Parallel zur menschlichen Wahrnehmung entwickelt sich derzeit ein immer umfassenderes System aus Sensoren und Daten verarbeitenden Maschinen. Diese Systeme dienen nicht nur dazu, Geldflüsse aufzuzeichnen, Temperaturen, Bewegungen oder chemische Zusammensetzungen zu messen, sondern sie »lernen« zum Beispiel auch Bilder zu erkennen und Sprache zu »verstehen«. Tendenziell ergeben sich dadurch historisch neue Optionen, unmittelbare menschliche Wahrnehmungen mit medialen Erweiterungen zu kombinieren. Diese erst im Anfangsstadium befindlichen Entwicklungen werden als »augmented reality«, als »erweiterte Realität« bezeichnet. Anders als herkömmliche Medien fordern sie nicht unsere uneingeschränkte Aufmerksamkeit, sondern ermöglichen uns, während wir uns auf konkrete Handlungen in der Welt konzentrieren, einen Zugang zu einer Vielzahl ergänzender Informationen, die über unterschiedlichste Wahrnehmungskanäle das Spektrum sinnlicher Erfahrungen erweitern. Sie könnten uns nicht aus der Welt hinaus, sondern in diese hin helfen. Smartphones lassen sich als rudimentäre Vorläufer dieser Entwicklung betrachten.
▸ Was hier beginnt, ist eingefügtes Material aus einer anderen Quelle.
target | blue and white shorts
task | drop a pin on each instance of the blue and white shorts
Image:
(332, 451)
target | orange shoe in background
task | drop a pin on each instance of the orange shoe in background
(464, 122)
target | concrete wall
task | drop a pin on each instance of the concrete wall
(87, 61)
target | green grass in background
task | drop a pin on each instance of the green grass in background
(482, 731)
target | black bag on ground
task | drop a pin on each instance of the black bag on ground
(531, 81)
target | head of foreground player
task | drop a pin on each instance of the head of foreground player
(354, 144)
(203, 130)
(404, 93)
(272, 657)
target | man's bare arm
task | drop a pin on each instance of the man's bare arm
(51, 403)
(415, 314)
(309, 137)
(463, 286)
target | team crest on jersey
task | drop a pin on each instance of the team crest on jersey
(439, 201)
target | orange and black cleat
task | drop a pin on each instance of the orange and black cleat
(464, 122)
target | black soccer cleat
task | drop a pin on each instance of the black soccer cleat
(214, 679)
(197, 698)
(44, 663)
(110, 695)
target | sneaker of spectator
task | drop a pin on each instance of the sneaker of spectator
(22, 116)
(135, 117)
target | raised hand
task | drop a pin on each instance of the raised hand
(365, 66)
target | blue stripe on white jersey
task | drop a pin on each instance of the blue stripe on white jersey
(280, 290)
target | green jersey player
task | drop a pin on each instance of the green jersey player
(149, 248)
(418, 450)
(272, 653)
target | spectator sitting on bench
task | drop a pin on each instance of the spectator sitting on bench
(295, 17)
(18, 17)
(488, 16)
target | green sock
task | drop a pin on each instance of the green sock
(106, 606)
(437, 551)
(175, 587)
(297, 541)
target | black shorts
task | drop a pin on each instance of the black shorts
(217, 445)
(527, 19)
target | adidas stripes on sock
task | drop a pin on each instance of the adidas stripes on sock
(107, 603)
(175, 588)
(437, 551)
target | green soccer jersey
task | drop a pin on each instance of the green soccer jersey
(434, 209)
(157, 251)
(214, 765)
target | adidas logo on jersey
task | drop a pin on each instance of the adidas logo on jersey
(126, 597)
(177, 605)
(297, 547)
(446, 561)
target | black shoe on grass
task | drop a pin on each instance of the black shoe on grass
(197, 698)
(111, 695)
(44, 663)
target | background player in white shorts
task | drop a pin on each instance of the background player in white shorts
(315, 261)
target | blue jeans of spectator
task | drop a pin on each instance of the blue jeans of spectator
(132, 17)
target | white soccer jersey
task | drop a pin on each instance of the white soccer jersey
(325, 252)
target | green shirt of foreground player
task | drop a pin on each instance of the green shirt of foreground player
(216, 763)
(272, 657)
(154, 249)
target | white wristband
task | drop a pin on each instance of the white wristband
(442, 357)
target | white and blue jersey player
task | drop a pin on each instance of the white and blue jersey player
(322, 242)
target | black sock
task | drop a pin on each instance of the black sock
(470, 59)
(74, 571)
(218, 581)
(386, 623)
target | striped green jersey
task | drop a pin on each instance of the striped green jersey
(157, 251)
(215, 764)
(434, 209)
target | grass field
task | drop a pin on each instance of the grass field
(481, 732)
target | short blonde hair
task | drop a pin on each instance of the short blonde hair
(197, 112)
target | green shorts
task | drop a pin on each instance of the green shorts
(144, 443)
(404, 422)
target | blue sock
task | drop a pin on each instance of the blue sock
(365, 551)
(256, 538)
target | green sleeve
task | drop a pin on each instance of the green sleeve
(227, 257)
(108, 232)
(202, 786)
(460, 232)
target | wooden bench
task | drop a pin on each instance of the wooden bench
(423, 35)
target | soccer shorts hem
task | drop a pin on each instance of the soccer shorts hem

Von Generation zu Generation entwickelte sich das Vermögen dieser Geräte, uns mit situationsbezogenen Informationen zu versorgen, weiter. Neben den Möglichkeiten, sich mit sprachlichen Mitteln zu verständigen, stehen uns aktuell zwei weitere Optionen zur Verfügung. Wie können anderen immer umfangreicher direkt zeigen wie wir die Welt sehen, aus welchen Blickwinkeln wir Ereignisse betrachten und wie wir auf diese reagieren. Im nächsten Schritt können wir diese Eindrücke mit weiteren Informationen anreichern und ohne großen Aufwand so etwas wie Wunschbilder erzeugen. Indem wir uns permanent diese Bilder vorhalten und auf Reaktionen hoffen, entwickelt sich derzeit, im gemeinsamen Umgang mit diesen Medium, so etwas wie eine neue Bildsprache, eine Konvention des bildlichen Ausdrucks, der es erlaubt auch komplexere Aussagen zu übermitteln. Ob und wie wir diese neuen technologischen Entwicklungen nutzen – selbstlernende Systeme, Bilderkennung, künstliche Intelligenz, Bots, virtuelle Rekonstruktion räumlich-zeitlicher Zusammenhänge, Visualisierung großer Datenmengen etc. – liegt in unserer Hand. Google liefert uns derzeit unendliche Treffer zu jedem Suchbegriff, nicht jedoch eine Zusammenfassung aller verfügbaren Informationen. Noch spannender als eine solche rein textliche Zusammenfassung wäre die Einbeziehung von verarbeiteten Bilddaten. Möglicherweise muss eine solche Zusammenfassung uns auch nicht mehr in schriftlicher Form übermittelt werden, sondern kann als multisensorisches Erlebnis, uns eine unmittelbare Teilhabe an unterschiedlichsten Erfahrungswelten ermöglichen.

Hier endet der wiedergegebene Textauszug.